Yang seorang adalah seorang laki-laki yang tampan dan gagah, yang ke dua
seorang licki-laki bertubuh raksasa dan yang ke tiga seorang wanita
cantik. Cepat dan ampuh sekali pukulan mereka ini sehingga dalam waktu
singkat, sebelas orang pengawal baju hitam roboh tewas dan hanya seorang
di antara mereka yang tempat melarikan diri menggondol luka pukulan
tangan Ni Dewi Nilamanik yang membuat separuh dadanya menjadi gosong
menghitam.
Ya, tiga orang itu bukan lain adalah Ni Dewi Nilamanik, Ki Kolohangkoro,
dan Raden Warutama sendiri!
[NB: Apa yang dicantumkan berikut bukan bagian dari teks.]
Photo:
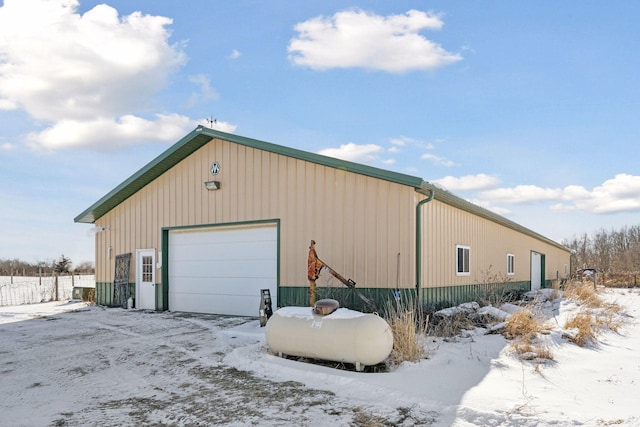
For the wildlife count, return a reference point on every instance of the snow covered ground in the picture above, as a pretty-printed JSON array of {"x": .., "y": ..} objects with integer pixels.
[{"x": 72, "y": 364}]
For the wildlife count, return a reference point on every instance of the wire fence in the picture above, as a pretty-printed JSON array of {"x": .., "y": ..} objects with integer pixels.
[{"x": 19, "y": 290}]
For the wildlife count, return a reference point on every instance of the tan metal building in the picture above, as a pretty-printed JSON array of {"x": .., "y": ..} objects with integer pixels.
[{"x": 218, "y": 217}]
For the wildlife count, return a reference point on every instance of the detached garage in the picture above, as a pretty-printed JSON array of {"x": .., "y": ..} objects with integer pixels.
[
  {"x": 218, "y": 217},
  {"x": 222, "y": 269}
]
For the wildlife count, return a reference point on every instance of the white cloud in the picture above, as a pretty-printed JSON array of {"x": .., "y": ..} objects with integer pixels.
[
  {"x": 356, "y": 38},
  {"x": 437, "y": 160},
  {"x": 74, "y": 71},
  {"x": 205, "y": 92},
  {"x": 468, "y": 182},
  {"x": 110, "y": 133},
  {"x": 489, "y": 206},
  {"x": 522, "y": 194},
  {"x": 619, "y": 194},
  {"x": 354, "y": 152}
]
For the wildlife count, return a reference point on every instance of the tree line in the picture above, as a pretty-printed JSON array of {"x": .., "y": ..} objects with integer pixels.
[
  {"x": 607, "y": 251},
  {"x": 61, "y": 265}
]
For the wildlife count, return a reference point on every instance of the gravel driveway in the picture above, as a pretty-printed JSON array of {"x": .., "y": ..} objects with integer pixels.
[{"x": 97, "y": 366}]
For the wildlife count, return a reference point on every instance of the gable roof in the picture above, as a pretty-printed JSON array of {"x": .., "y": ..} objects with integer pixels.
[{"x": 201, "y": 135}]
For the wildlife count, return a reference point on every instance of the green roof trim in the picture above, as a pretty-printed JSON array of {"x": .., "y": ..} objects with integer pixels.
[
  {"x": 445, "y": 196},
  {"x": 200, "y": 137}
]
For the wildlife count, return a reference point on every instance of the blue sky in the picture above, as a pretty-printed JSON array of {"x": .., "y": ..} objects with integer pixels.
[{"x": 530, "y": 109}]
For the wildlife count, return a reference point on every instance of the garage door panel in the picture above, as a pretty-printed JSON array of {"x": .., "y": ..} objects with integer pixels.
[
  {"x": 219, "y": 270},
  {"x": 220, "y": 287},
  {"x": 221, "y": 250},
  {"x": 235, "y": 305}
]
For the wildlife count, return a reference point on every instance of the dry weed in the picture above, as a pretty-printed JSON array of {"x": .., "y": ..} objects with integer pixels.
[
  {"x": 450, "y": 326},
  {"x": 523, "y": 328},
  {"x": 522, "y": 324},
  {"x": 408, "y": 334},
  {"x": 609, "y": 317},
  {"x": 583, "y": 294},
  {"x": 581, "y": 329}
]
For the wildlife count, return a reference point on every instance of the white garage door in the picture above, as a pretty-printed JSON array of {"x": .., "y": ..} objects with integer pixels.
[{"x": 222, "y": 270}]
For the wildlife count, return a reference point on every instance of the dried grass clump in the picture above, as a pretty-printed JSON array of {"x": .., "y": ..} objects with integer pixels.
[
  {"x": 523, "y": 328},
  {"x": 580, "y": 329},
  {"x": 450, "y": 326},
  {"x": 530, "y": 350},
  {"x": 522, "y": 324},
  {"x": 583, "y": 294},
  {"x": 408, "y": 332},
  {"x": 609, "y": 317}
]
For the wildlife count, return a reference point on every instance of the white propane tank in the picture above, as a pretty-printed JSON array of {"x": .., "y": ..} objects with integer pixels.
[{"x": 342, "y": 336}]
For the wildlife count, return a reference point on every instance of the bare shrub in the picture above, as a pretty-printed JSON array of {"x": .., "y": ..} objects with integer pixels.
[{"x": 408, "y": 332}]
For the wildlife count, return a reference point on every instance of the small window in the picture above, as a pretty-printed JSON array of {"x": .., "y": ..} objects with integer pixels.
[
  {"x": 147, "y": 268},
  {"x": 463, "y": 255},
  {"x": 511, "y": 264}
]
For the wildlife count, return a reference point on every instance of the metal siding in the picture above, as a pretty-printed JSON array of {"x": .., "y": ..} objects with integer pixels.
[
  {"x": 445, "y": 226},
  {"x": 360, "y": 223}
]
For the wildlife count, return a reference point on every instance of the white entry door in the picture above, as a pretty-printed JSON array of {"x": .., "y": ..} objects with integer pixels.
[
  {"x": 536, "y": 271},
  {"x": 146, "y": 279}
]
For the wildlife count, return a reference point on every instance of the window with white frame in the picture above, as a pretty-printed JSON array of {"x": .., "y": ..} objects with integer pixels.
[
  {"x": 511, "y": 264},
  {"x": 463, "y": 256}
]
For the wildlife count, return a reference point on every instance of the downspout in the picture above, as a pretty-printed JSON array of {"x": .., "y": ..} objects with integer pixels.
[{"x": 419, "y": 242}]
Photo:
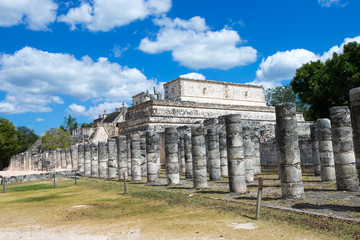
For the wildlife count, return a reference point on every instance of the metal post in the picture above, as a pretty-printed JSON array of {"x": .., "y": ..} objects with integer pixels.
[
  {"x": 54, "y": 179},
  {"x": 259, "y": 198},
  {"x": 125, "y": 190}
]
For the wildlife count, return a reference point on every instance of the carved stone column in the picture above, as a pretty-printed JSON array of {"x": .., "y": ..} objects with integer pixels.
[
  {"x": 214, "y": 154},
  {"x": 112, "y": 159},
  {"x": 122, "y": 156},
  {"x": 152, "y": 146},
  {"x": 344, "y": 157},
  {"x": 315, "y": 150},
  {"x": 325, "y": 150},
  {"x": 171, "y": 156},
  {"x": 135, "y": 157},
  {"x": 199, "y": 157},
  {"x": 235, "y": 152},
  {"x": 103, "y": 160},
  {"x": 288, "y": 151}
]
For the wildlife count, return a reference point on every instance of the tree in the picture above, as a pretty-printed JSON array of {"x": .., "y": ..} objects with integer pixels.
[
  {"x": 26, "y": 137},
  {"x": 9, "y": 142},
  {"x": 282, "y": 94},
  {"x": 69, "y": 124},
  {"x": 56, "y": 138},
  {"x": 324, "y": 85}
]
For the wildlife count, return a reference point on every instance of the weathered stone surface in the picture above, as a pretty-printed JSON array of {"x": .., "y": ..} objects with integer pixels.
[
  {"x": 315, "y": 150},
  {"x": 199, "y": 157},
  {"x": 355, "y": 119},
  {"x": 112, "y": 159},
  {"x": 188, "y": 155},
  {"x": 288, "y": 151},
  {"x": 342, "y": 141},
  {"x": 135, "y": 158},
  {"x": 171, "y": 156},
  {"x": 143, "y": 156},
  {"x": 326, "y": 150},
  {"x": 81, "y": 158},
  {"x": 74, "y": 156},
  {"x": 152, "y": 148},
  {"x": 248, "y": 154},
  {"x": 223, "y": 153},
  {"x": 213, "y": 154},
  {"x": 182, "y": 154},
  {"x": 87, "y": 160},
  {"x": 122, "y": 156},
  {"x": 68, "y": 158},
  {"x": 103, "y": 160},
  {"x": 235, "y": 152},
  {"x": 94, "y": 156}
]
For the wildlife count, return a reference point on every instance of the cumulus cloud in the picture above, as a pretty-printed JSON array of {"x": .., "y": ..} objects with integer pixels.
[
  {"x": 104, "y": 15},
  {"x": 193, "y": 75},
  {"x": 33, "y": 80},
  {"x": 193, "y": 45},
  {"x": 282, "y": 65},
  {"x": 35, "y": 14}
]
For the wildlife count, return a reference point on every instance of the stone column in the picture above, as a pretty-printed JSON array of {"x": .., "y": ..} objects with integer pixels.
[
  {"x": 198, "y": 142},
  {"x": 248, "y": 155},
  {"x": 143, "y": 156},
  {"x": 94, "y": 159},
  {"x": 188, "y": 156},
  {"x": 87, "y": 159},
  {"x": 63, "y": 158},
  {"x": 235, "y": 153},
  {"x": 58, "y": 159},
  {"x": 135, "y": 157},
  {"x": 68, "y": 158},
  {"x": 214, "y": 154},
  {"x": 325, "y": 150},
  {"x": 171, "y": 156},
  {"x": 74, "y": 156},
  {"x": 81, "y": 157},
  {"x": 315, "y": 150},
  {"x": 223, "y": 153},
  {"x": 344, "y": 157},
  {"x": 255, "y": 141},
  {"x": 128, "y": 155},
  {"x": 122, "y": 156},
  {"x": 355, "y": 117},
  {"x": 152, "y": 146},
  {"x": 103, "y": 160},
  {"x": 288, "y": 151},
  {"x": 182, "y": 154},
  {"x": 112, "y": 159}
]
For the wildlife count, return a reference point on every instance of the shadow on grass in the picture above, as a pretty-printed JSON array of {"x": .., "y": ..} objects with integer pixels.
[{"x": 332, "y": 207}]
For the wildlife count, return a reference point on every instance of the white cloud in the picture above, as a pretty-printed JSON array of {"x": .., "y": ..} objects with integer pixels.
[
  {"x": 197, "y": 76},
  {"x": 282, "y": 65},
  {"x": 35, "y": 14},
  {"x": 193, "y": 45},
  {"x": 329, "y": 3},
  {"x": 104, "y": 15},
  {"x": 33, "y": 79}
]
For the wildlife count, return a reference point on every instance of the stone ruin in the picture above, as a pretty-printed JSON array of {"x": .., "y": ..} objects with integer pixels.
[{"x": 225, "y": 146}]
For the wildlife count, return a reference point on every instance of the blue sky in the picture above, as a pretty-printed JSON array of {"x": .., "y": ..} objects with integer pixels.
[{"x": 84, "y": 57}]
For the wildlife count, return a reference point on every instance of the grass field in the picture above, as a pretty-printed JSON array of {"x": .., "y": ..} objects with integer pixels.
[{"x": 99, "y": 209}]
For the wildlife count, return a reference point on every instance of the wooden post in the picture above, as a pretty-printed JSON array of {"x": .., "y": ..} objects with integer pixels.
[
  {"x": 125, "y": 190},
  {"x": 259, "y": 198}
]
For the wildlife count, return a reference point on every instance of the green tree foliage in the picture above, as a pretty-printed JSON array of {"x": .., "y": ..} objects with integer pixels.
[
  {"x": 26, "y": 137},
  {"x": 324, "y": 85},
  {"x": 282, "y": 94},
  {"x": 9, "y": 142},
  {"x": 56, "y": 138}
]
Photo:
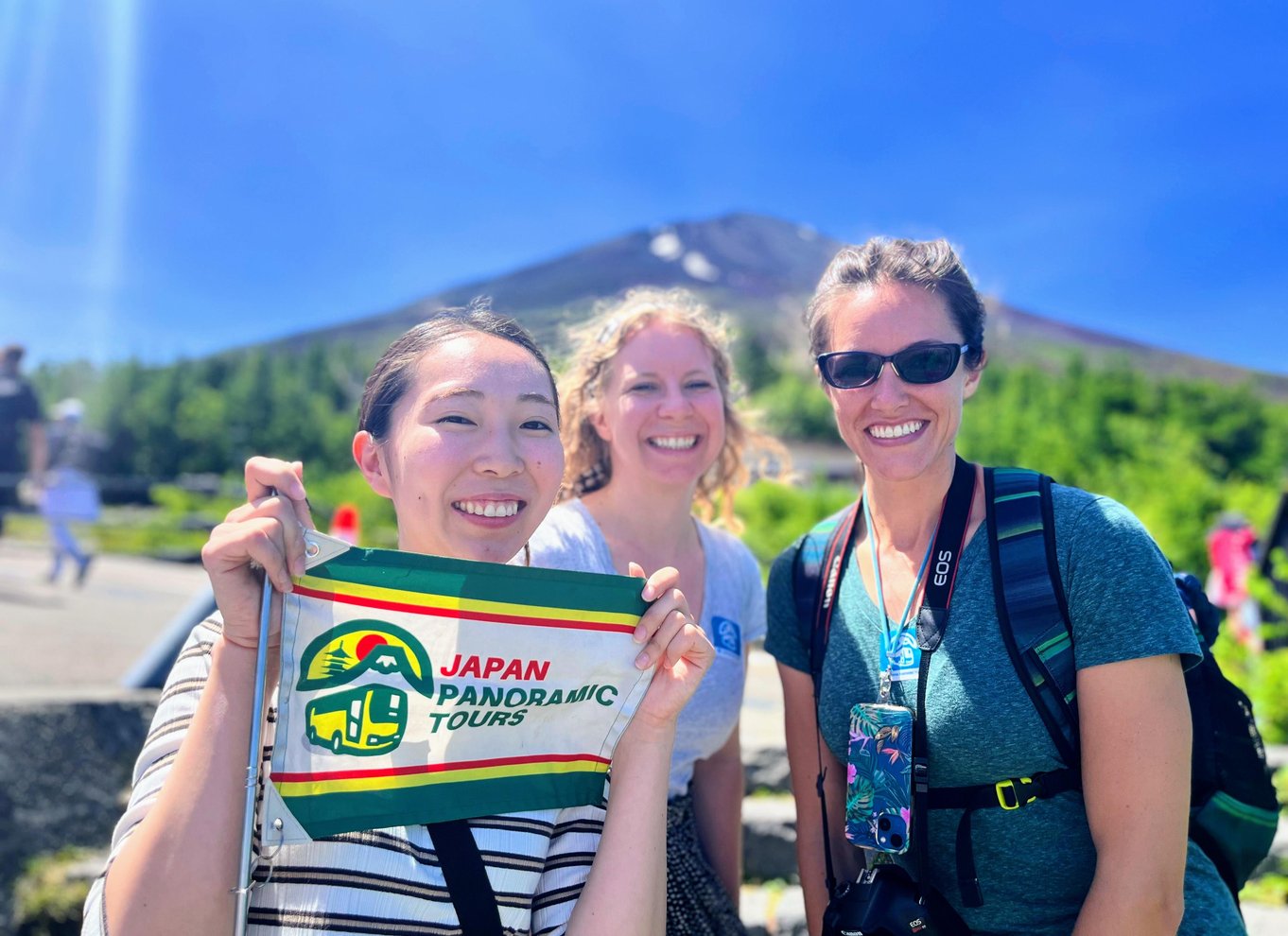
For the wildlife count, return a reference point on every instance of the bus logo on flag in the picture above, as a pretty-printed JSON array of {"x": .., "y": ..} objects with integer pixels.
[
  {"x": 422, "y": 689},
  {"x": 369, "y": 719}
]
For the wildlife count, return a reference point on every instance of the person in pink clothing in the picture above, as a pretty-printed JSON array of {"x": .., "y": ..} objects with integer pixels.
[{"x": 1231, "y": 545}]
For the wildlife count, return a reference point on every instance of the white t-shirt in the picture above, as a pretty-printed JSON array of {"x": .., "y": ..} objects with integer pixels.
[{"x": 733, "y": 615}]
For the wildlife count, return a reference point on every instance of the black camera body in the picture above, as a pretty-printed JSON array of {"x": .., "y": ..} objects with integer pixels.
[{"x": 882, "y": 901}]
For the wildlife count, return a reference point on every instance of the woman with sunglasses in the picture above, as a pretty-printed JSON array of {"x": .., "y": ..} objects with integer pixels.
[
  {"x": 459, "y": 426},
  {"x": 897, "y": 335}
]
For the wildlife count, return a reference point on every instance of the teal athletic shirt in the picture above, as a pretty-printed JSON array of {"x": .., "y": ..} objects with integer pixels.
[{"x": 1036, "y": 863}]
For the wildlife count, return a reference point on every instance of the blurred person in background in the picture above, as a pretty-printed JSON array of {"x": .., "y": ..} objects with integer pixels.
[
  {"x": 1231, "y": 550},
  {"x": 22, "y": 433},
  {"x": 652, "y": 438},
  {"x": 70, "y": 494},
  {"x": 459, "y": 417}
]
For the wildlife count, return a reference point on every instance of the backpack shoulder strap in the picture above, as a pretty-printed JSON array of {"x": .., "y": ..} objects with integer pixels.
[
  {"x": 815, "y": 577},
  {"x": 1031, "y": 602}
]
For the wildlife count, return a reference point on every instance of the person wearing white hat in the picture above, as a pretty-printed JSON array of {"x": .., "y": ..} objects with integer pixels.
[{"x": 70, "y": 494}]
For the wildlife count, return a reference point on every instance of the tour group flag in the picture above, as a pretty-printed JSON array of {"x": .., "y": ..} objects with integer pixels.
[{"x": 419, "y": 689}]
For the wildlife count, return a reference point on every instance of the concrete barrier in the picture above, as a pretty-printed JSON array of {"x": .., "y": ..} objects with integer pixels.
[{"x": 64, "y": 768}]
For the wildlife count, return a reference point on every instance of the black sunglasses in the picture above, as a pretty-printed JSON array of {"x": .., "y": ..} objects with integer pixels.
[{"x": 920, "y": 365}]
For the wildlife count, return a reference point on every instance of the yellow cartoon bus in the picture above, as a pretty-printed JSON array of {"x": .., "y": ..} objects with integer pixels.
[{"x": 363, "y": 719}]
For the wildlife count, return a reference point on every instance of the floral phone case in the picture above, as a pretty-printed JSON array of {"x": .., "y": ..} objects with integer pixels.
[{"x": 879, "y": 790}]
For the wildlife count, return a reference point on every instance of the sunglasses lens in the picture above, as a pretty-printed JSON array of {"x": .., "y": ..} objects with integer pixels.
[
  {"x": 851, "y": 369},
  {"x": 928, "y": 365}
]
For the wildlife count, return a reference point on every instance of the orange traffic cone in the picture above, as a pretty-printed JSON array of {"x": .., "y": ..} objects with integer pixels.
[{"x": 345, "y": 524}]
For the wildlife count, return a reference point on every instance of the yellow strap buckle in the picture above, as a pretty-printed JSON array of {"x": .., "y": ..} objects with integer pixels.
[{"x": 1013, "y": 793}]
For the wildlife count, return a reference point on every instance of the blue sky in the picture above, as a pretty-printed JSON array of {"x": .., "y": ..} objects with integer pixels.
[{"x": 181, "y": 178}]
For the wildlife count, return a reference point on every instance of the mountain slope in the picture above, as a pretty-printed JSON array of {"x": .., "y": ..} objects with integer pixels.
[{"x": 758, "y": 269}]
Setelah kedua belas orang pengawal baju
hitam itu terbasmi habis, mereka bertiga pun cepat menyelinap
bersembunyi, membiarkan barisan gundul itu berperang tanding melawan
para pengawal kerajaan.
Perang tanding yang amat hebat, yang seru dan liar buas. Para pengawal
bertanding mati-matian, melawan musuh yang lebih banyak dan lebih kuat.
Koran-korban kedua fihak berjatuhan. Sejam mereka berperang tanding dan
akhirnya, orang penghabisan fihak pengawal menjerit dengan perut robek.
Tiga puluh orang pengawal itu tewas semua dan di fihak penyerbu, hanya
bersisa sepuluh orang gundul yang seluruh tubuhnya berlepotan darah,
sedikit darah mereka sendiri yang keluar dari luka-luka di tubuh,
sebagian besar darah lawan yang mereka robohkan dan tewaskan. Kini
sepuluh orang itu dengan roman buas dan golok di tangan menghampiri
kereta!
Pangeran Kukutan dengan sikap gagah menerjang maju ketika sepuluh orang
itu mengurung kereta. Ia disambut oleh empat orang gundul dan terjadilah
pertempuran hebat ketika pangeran itu dikeroyok. Sedangkan enam orang
gundul yang lain menghampiri sang prabu dan Suminten.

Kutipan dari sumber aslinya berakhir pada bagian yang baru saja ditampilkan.